VERB (Program)
- Formation: 2001
- Dissolved: 2006
- Purpose: Youth fitness
- Region served: United States
- Budget: $125 million (2001)
- Remarks: "It's what you do."

= VERB (program) =

Physical activity program

VERB was a physical activity program of the Centers for Disease Control and Prevention of the United States Government. It included print, online, and television national paid advertising, running them on popular children's channels and popular children's magazines.

== Campaign history ==
The campaign was created by the Centers for Disease Control and Prevention (CDC) in response to concerns about the health and fitness of the youth in the United States. The campaign aimed to combat the sedentary lifestyles of children between the ages of nine and 13. The United States Congress funded the campaign with $339 million. The campaign ran from 2002 to 2006. The tagline for the campaign was "Verb: It's what you do."

The main goal of the VERB campaign was to increase and maintain physical activity among "tweens" (children ages 9–13). The campaign used hip and culturally popular social marketing efforts to target kids, promoting exercise and being cool, fun, and exciting and encouraged kids to be more active by finding their own unique "verb." The campaign used hip and culturally relevant social marketing principle to target this age group (posters, print advertising, television, and radio spots). In 2004, an additional program called "VERB Summer Scorecard" emerged from the national VERB campaign. VERB Summer Scorecard was developed first launched by Fit Kentucky and the Lexington Fayette County Health Department (creating the Lexington Tweens Nutrition and Fitness Coalition). It has since been adapted and disseminated in 22 communities including cities in Florida, Nebraska, Iowa and Colorado. VERB Summer Scorecard promotes and incentivizes physical activity opportunities by creating a "passport" (scorecard) system for children to track their physical activity. It creates "activity-friendly communities" to facilitate exercise.

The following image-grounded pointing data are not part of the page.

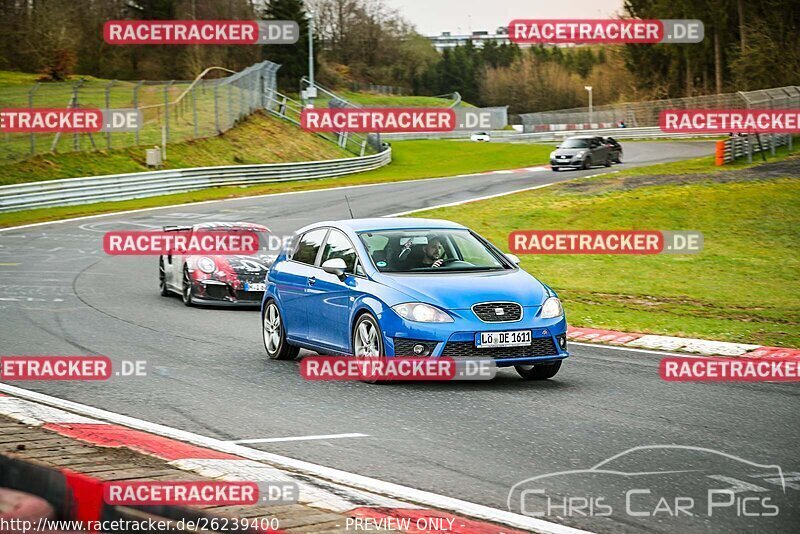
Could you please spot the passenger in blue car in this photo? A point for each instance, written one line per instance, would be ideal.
(431, 255)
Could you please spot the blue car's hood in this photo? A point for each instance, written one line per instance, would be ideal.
(461, 290)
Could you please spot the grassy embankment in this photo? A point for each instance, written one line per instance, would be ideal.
(742, 287)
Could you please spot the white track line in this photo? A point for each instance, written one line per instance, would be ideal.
(300, 438)
(632, 349)
(397, 491)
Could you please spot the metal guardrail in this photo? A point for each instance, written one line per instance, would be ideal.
(556, 135)
(114, 187)
(746, 145)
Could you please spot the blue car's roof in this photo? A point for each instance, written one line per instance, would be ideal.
(388, 223)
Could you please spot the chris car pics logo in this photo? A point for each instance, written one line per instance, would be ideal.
(684, 484)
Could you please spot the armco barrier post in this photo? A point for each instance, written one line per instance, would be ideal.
(720, 154)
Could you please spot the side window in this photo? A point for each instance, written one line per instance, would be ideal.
(338, 246)
(308, 246)
(471, 249)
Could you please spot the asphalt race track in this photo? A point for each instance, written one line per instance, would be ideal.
(208, 373)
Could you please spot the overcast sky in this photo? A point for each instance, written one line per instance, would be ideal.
(431, 17)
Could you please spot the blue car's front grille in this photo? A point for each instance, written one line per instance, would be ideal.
(498, 312)
(405, 347)
(541, 346)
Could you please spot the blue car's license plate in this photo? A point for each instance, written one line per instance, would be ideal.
(255, 287)
(509, 338)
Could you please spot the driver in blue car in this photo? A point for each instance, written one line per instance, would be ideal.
(431, 255)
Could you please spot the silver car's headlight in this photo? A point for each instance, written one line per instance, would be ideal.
(206, 265)
(422, 313)
(552, 308)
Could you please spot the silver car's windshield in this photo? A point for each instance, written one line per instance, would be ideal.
(430, 250)
(575, 143)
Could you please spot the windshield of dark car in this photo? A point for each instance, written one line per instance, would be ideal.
(575, 143)
(417, 251)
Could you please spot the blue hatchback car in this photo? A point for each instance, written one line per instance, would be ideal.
(410, 287)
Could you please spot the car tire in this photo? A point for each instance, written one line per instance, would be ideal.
(538, 372)
(187, 290)
(273, 333)
(162, 277)
(367, 341)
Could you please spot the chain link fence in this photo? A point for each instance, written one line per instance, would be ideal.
(172, 111)
(645, 114)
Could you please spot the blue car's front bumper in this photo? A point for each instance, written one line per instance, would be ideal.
(457, 339)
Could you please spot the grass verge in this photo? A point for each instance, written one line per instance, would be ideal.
(258, 139)
(411, 160)
(742, 287)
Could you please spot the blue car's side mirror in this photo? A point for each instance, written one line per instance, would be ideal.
(335, 266)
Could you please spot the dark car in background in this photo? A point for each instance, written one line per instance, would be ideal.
(616, 149)
(581, 152)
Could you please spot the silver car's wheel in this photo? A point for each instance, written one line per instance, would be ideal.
(162, 278)
(274, 336)
(187, 292)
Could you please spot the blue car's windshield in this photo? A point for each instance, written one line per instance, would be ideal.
(430, 250)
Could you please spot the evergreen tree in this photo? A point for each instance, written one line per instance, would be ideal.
(293, 59)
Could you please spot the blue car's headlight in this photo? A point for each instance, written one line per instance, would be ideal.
(423, 313)
(552, 308)
(206, 265)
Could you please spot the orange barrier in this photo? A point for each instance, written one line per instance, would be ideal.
(720, 153)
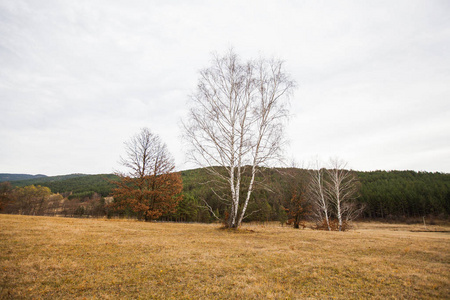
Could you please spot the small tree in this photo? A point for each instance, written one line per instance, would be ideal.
(333, 192)
(318, 195)
(151, 188)
(5, 194)
(298, 209)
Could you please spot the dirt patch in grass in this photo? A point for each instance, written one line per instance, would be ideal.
(45, 258)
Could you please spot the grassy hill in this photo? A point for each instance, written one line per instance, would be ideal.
(395, 195)
(62, 258)
(14, 177)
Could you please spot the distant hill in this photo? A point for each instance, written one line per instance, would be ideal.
(77, 184)
(14, 177)
(44, 179)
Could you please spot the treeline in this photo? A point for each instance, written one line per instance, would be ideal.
(74, 185)
(404, 194)
(388, 195)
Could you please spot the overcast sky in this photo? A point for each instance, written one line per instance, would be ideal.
(78, 78)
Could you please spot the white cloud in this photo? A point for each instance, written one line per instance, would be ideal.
(79, 78)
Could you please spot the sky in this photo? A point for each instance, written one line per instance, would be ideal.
(79, 78)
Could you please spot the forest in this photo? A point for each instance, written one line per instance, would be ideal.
(386, 195)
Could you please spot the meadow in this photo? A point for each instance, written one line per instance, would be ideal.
(68, 258)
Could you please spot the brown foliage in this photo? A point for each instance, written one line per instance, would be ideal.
(150, 196)
(151, 188)
(334, 225)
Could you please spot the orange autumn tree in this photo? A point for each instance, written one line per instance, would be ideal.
(151, 188)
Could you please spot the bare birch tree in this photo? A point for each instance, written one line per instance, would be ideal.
(318, 195)
(236, 124)
(151, 188)
(341, 188)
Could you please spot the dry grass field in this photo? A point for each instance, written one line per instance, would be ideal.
(58, 258)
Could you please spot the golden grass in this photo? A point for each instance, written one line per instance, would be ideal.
(48, 257)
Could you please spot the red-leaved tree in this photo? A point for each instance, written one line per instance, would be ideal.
(151, 188)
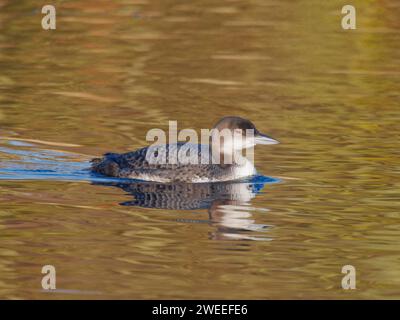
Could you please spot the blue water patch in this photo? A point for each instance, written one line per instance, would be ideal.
(42, 164)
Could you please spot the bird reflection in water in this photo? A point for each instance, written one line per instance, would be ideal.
(228, 203)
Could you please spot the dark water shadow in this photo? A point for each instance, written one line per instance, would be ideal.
(228, 203)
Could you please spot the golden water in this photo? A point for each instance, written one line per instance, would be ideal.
(114, 69)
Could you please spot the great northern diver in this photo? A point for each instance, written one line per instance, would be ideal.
(231, 165)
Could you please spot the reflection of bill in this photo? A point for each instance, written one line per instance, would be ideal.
(228, 203)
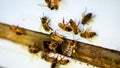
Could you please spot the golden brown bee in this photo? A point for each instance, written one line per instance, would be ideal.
(45, 23)
(54, 65)
(64, 26)
(87, 34)
(63, 61)
(86, 18)
(57, 38)
(70, 47)
(52, 4)
(55, 61)
(17, 30)
(47, 57)
(53, 46)
(74, 27)
(34, 48)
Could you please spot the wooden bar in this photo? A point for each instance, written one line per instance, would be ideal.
(98, 56)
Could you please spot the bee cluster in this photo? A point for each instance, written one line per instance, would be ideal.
(58, 43)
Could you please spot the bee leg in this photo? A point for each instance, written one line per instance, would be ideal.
(83, 14)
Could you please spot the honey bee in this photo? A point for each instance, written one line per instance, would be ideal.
(45, 23)
(34, 49)
(47, 57)
(64, 26)
(70, 47)
(74, 26)
(55, 61)
(52, 4)
(53, 46)
(54, 65)
(87, 34)
(17, 30)
(87, 18)
(63, 61)
(57, 38)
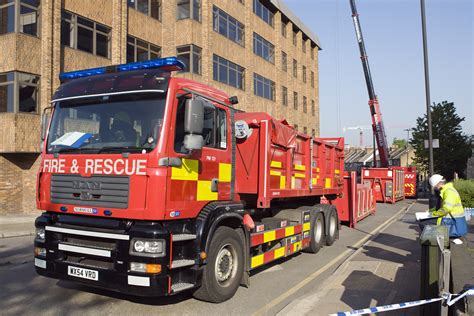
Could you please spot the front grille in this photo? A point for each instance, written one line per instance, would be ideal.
(104, 191)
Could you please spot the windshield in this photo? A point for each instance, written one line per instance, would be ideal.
(116, 123)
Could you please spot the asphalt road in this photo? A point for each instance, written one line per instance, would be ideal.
(22, 292)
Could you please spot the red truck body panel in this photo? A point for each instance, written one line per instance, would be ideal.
(388, 183)
(275, 162)
(410, 182)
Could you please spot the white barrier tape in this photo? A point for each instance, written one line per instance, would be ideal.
(459, 296)
(448, 297)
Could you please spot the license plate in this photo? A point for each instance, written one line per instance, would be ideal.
(83, 273)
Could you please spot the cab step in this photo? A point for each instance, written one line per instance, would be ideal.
(183, 237)
(182, 263)
(178, 287)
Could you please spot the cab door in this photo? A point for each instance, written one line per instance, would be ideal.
(205, 175)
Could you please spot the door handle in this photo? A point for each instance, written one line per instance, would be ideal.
(214, 185)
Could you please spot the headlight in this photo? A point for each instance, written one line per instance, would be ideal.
(147, 247)
(40, 233)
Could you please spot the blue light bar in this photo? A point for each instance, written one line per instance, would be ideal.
(167, 64)
(82, 73)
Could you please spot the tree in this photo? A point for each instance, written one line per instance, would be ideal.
(399, 142)
(454, 147)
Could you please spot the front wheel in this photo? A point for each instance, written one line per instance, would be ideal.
(332, 228)
(222, 274)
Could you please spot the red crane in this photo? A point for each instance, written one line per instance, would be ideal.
(377, 123)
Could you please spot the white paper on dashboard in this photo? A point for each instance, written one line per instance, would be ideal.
(68, 139)
(423, 215)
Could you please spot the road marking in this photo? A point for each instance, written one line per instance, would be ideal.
(311, 277)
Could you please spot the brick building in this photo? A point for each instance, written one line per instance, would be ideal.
(255, 49)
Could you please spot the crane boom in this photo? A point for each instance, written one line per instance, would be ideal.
(377, 123)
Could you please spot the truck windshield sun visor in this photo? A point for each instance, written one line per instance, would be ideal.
(107, 124)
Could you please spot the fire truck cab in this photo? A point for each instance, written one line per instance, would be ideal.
(151, 185)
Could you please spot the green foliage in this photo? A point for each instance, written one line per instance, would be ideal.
(400, 143)
(466, 191)
(454, 147)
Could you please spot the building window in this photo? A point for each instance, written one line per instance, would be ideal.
(284, 96)
(188, 9)
(228, 26)
(284, 61)
(148, 7)
(228, 72)
(191, 56)
(295, 68)
(138, 50)
(263, 12)
(19, 16)
(19, 92)
(263, 48)
(263, 87)
(86, 35)
(283, 28)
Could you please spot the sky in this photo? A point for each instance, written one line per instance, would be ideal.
(393, 41)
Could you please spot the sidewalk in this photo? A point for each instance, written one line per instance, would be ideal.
(17, 225)
(384, 271)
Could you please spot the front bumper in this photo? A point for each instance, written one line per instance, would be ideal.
(134, 284)
(103, 245)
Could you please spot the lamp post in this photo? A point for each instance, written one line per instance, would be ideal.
(427, 86)
(408, 137)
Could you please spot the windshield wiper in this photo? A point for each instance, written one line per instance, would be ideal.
(120, 148)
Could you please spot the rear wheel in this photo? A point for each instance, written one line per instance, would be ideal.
(225, 265)
(332, 228)
(317, 233)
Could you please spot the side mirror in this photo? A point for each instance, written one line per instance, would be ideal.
(194, 116)
(193, 142)
(44, 121)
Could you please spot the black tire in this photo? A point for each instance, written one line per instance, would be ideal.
(225, 265)
(333, 227)
(317, 233)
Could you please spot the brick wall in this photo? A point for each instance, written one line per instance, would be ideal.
(17, 183)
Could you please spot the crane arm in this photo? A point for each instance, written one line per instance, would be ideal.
(377, 123)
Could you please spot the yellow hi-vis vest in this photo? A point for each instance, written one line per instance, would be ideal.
(451, 203)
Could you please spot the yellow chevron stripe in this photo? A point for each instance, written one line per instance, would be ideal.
(269, 236)
(300, 167)
(188, 170)
(275, 164)
(289, 231)
(306, 226)
(327, 183)
(256, 261)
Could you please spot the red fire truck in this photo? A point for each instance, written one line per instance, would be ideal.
(152, 185)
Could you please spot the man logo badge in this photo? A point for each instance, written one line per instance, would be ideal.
(89, 185)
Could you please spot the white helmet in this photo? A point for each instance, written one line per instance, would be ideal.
(435, 179)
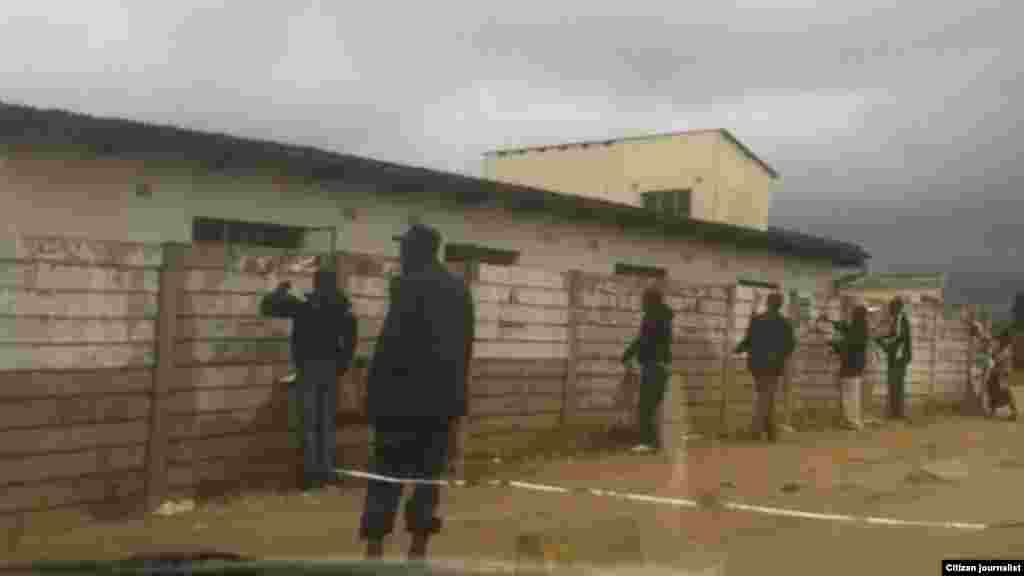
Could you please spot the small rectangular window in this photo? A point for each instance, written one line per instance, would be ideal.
(683, 200)
(668, 203)
(633, 270)
(470, 252)
(672, 203)
(256, 234)
(649, 201)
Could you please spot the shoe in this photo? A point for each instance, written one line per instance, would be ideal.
(418, 549)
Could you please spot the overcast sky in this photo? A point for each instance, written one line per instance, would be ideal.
(890, 122)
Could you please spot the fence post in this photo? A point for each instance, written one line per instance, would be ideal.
(573, 286)
(970, 403)
(933, 361)
(787, 381)
(460, 428)
(172, 280)
(728, 367)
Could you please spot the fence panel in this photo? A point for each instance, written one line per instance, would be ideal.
(77, 352)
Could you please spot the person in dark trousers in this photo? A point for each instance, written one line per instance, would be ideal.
(851, 346)
(652, 347)
(996, 355)
(898, 345)
(323, 343)
(416, 391)
(770, 340)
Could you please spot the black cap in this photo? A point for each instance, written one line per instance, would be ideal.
(421, 235)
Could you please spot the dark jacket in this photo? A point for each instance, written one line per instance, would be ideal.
(422, 359)
(899, 342)
(654, 341)
(852, 350)
(769, 340)
(321, 329)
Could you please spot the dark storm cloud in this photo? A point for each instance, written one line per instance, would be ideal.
(892, 123)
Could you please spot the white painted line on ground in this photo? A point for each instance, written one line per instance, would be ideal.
(680, 502)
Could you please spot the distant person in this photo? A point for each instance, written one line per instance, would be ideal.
(770, 340)
(898, 345)
(417, 389)
(997, 358)
(323, 343)
(851, 346)
(652, 347)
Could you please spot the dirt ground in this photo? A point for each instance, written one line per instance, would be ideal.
(873, 472)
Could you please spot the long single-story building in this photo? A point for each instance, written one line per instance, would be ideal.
(71, 174)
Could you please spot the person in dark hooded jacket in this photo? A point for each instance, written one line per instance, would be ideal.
(652, 348)
(417, 389)
(323, 344)
(851, 346)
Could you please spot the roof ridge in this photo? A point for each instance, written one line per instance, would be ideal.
(608, 141)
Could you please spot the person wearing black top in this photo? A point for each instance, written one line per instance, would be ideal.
(652, 348)
(851, 346)
(770, 340)
(323, 344)
(417, 389)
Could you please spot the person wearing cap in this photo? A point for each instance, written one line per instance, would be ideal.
(323, 344)
(416, 389)
(652, 347)
(898, 345)
(770, 341)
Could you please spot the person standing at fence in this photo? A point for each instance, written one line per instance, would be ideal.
(770, 340)
(417, 389)
(323, 344)
(652, 348)
(851, 346)
(898, 345)
(997, 356)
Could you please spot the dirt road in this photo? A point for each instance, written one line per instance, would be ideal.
(977, 468)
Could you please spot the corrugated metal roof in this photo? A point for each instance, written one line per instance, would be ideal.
(729, 135)
(19, 124)
(897, 282)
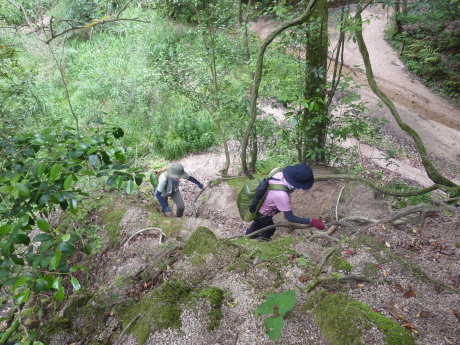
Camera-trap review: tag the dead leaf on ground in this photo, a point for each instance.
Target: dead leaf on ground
(399, 287)
(424, 313)
(410, 327)
(457, 314)
(409, 293)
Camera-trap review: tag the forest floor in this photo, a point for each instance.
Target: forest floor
(426, 304)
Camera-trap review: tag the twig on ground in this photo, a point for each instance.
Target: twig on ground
(162, 234)
(337, 203)
(126, 329)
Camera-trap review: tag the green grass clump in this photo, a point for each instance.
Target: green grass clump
(343, 320)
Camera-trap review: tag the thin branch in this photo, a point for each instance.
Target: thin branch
(125, 244)
(126, 329)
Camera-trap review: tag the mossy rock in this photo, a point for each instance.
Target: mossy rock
(343, 320)
(159, 308)
(204, 242)
(340, 264)
(384, 256)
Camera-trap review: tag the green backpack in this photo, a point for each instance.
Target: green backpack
(253, 194)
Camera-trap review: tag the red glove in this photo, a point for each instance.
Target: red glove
(317, 223)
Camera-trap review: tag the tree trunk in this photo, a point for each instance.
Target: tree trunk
(258, 76)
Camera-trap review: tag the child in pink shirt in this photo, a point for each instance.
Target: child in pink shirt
(299, 176)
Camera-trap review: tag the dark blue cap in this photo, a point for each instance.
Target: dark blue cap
(299, 176)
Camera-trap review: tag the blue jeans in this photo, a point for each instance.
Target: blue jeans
(260, 223)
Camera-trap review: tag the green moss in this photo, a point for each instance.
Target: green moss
(159, 307)
(382, 255)
(111, 218)
(275, 251)
(203, 242)
(343, 319)
(340, 264)
(370, 270)
(215, 297)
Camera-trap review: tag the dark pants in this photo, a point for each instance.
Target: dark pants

== Results of the campaign ==
An evaluation of the program in 2004 found it to have an expansive reach. Among exposed children, 96% reported understanding of at least one key campaign message. Children who reported being aware of the VERB campaign engaged in 3.9 weekly sessions of free-time activity while children with no VERB awareness reported 3 sessions of physical activity. This is a 22% difference between the VERB aware and unaware.